Distribution

For the first week, we have a simple warm-up exercise for the discussion. Using R, generate 100 simulations of 30 samples each from a distribution (other than normal) of your choice. Graph the sampling distribution of means. Graph the sampling distribution of the minimum.

library(tidyverse)
library(rbokeh)

list_x <- NULL
for(i in 1:1000){
  x <- rgamma(30, shape = 1.25, scale = .5)
  list_x[[i]] <- list(values = x, mean = mean(x), min = min(x))
}

figure(width = 750, height = 450) %>%
  ly_hist(list_x %>% map_dbl("mean"), breaks = 40, freq = FALSE, color = "blue") %>%
  ly_hist(list_x %>% map_dbl("min") , breaks = 40, freq = FALSE, color = "red") %>%
  x_axis(label = "Value") 

Red = Minimum, Blue = Mean

What did the simulation of the means demonstrate?

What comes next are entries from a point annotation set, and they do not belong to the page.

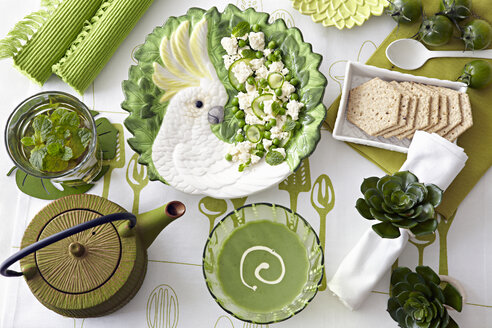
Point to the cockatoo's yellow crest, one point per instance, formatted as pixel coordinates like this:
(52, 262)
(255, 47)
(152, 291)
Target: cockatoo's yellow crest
(183, 58)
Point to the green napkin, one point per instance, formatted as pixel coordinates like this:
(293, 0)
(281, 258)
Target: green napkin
(72, 38)
(477, 141)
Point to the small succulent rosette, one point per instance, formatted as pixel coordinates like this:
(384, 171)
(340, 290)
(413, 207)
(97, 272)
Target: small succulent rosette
(421, 299)
(399, 201)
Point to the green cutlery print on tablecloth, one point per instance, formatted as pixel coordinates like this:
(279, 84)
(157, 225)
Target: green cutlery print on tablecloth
(137, 180)
(323, 201)
(117, 162)
(163, 308)
(297, 182)
(212, 208)
(443, 229)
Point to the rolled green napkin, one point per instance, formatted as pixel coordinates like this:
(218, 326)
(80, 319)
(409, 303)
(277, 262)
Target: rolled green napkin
(475, 141)
(72, 38)
(98, 41)
(50, 42)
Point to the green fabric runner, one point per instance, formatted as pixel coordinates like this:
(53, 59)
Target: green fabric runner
(477, 141)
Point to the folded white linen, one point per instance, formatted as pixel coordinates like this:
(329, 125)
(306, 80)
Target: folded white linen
(432, 159)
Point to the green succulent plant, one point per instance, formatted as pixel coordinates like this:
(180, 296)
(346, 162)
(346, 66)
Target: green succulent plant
(399, 201)
(417, 299)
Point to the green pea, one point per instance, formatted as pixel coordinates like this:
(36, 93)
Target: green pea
(239, 114)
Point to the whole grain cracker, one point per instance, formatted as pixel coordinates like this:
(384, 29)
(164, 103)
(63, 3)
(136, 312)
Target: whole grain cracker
(423, 110)
(374, 106)
(467, 121)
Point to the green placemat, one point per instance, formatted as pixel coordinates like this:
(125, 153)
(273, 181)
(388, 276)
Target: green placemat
(476, 141)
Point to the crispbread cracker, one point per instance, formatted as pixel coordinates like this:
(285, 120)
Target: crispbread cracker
(467, 121)
(423, 109)
(434, 112)
(374, 106)
(454, 110)
(410, 115)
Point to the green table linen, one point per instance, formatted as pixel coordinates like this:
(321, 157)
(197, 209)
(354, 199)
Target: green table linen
(98, 41)
(477, 141)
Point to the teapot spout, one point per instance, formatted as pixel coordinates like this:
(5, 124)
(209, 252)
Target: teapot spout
(150, 224)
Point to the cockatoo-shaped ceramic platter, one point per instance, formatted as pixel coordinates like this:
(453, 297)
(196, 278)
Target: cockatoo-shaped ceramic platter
(180, 81)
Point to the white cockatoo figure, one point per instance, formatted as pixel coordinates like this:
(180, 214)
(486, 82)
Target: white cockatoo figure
(185, 152)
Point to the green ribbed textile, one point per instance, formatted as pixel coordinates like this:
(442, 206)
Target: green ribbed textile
(50, 42)
(98, 41)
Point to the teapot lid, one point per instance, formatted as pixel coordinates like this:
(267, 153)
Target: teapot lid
(90, 273)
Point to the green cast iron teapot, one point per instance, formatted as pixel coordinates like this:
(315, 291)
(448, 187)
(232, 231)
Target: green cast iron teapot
(85, 256)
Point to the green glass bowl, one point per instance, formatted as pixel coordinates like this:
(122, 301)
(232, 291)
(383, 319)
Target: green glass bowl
(260, 212)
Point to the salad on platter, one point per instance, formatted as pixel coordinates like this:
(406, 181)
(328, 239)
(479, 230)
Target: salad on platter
(224, 104)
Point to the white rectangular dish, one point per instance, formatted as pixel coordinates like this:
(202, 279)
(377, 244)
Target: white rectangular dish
(357, 74)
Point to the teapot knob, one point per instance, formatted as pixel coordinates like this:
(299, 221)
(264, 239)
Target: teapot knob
(76, 249)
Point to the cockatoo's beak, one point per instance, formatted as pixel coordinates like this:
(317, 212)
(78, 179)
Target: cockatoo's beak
(216, 115)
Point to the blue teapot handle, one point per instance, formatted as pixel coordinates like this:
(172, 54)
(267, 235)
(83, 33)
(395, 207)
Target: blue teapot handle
(59, 236)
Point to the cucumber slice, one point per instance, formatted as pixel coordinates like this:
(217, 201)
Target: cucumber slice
(275, 80)
(232, 78)
(254, 134)
(256, 105)
(285, 141)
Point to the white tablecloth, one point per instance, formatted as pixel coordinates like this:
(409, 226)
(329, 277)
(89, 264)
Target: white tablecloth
(175, 257)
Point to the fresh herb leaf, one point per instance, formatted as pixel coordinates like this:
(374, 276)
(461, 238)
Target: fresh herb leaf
(27, 141)
(67, 154)
(37, 157)
(241, 29)
(289, 125)
(70, 119)
(42, 125)
(85, 136)
(248, 53)
(274, 158)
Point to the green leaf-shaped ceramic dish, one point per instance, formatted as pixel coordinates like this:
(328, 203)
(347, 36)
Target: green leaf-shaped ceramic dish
(174, 138)
(340, 13)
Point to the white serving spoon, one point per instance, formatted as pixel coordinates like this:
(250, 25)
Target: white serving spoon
(411, 54)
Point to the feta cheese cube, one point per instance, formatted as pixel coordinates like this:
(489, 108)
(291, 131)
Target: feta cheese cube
(229, 45)
(293, 109)
(242, 71)
(257, 40)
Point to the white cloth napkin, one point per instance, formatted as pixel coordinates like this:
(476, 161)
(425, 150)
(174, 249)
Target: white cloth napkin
(432, 159)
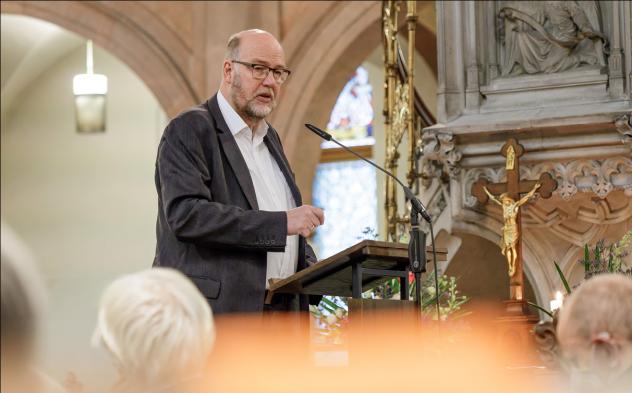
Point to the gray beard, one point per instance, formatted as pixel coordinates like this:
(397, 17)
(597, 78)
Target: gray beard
(258, 113)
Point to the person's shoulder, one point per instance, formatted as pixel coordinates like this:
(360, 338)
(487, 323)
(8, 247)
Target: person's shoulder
(194, 116)
(192, 122)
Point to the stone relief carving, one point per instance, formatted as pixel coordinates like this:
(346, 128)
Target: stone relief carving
(624, 125)
(440, 157)
(471, 175)
(600, 177)
(550, 36)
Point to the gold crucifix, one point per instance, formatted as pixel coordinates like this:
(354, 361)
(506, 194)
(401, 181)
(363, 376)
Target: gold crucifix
(509, 198)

The simulation of the means demonstrate the central limit theorem such that even if samples are taken from a non normal distribution, at a sufficiently large size, the means will approximate a normal distribution.

What about the distribution of the minimum demonstrate?

We see that the theorem does not hold for the minimum values, the distribution of the minimum does not approximate a normal distribution.